To handle these cases, PySpark allows a stage's input deserialization and output serialization functions to come from different serializers. For example, in sc.textFile(..).map(lambda x: ...).groupByKey() the first pipeline stage would use a MUTF8Deserializer and PickleSerializer, and subsequent stages would use PickleSerializers for their inputs and outputs. PySpark uses the lineage graph to perform the bookkeeping to select the appropriate deserializers.

 

At the moment, union() requires that its inputs were serialized with the same serializer.

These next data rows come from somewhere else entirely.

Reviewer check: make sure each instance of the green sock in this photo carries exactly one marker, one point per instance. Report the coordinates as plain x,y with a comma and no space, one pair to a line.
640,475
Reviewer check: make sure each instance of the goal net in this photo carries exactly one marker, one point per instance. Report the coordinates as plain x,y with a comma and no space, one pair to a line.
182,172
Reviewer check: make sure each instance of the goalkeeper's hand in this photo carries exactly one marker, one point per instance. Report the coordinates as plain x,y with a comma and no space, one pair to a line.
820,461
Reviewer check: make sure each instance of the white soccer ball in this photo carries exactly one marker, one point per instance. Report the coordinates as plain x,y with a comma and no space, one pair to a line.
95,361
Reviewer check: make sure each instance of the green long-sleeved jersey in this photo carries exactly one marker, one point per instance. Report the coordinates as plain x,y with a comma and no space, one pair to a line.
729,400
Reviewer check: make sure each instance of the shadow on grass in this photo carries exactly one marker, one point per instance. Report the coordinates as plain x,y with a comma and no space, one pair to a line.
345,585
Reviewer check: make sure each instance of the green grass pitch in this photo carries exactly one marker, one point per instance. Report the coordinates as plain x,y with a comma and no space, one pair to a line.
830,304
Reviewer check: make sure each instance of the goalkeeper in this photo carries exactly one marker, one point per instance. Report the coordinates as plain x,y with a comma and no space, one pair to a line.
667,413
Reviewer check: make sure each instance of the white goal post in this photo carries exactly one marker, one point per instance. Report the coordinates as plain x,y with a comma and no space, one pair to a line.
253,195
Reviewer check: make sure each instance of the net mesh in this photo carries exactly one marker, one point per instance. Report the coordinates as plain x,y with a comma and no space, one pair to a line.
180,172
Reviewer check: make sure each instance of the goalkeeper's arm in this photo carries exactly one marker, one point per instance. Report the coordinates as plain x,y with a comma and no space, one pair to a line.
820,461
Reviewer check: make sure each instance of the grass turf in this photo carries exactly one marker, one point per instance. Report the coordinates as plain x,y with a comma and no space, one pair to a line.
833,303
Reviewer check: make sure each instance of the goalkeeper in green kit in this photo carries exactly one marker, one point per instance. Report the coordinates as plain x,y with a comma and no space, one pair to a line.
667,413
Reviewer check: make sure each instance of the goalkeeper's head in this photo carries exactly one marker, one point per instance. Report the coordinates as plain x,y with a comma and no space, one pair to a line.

When unioning an untransformed RDD created with sc.textFile() with a transformed RDD, cartesian() product, or RDD created with parallelize(), PySpark will force some of the RDDs to be re-serialized using the default serializer. We might be able to add code to avoid this re-serialization, but it would add extra complexity and these particular union() usages seem uncommon.

In the long run, it would be nice to refactor the Java-side serialization logic so that it can apply different interpretations to the bytes that it receives from Python (e.g. unpack them into UTF-8 strings or MsgPack objects). We could also try to remove the assumption that Python sends framed input back to Java, but this this might require a separate socket for sending control messages and exceptions). In the very long term, we might be able to generalize PythonRDD's protocol to a point where we can use the same code to support backends written in other languages (this would effectively be like pipe(), but with a more complicated binary protocol).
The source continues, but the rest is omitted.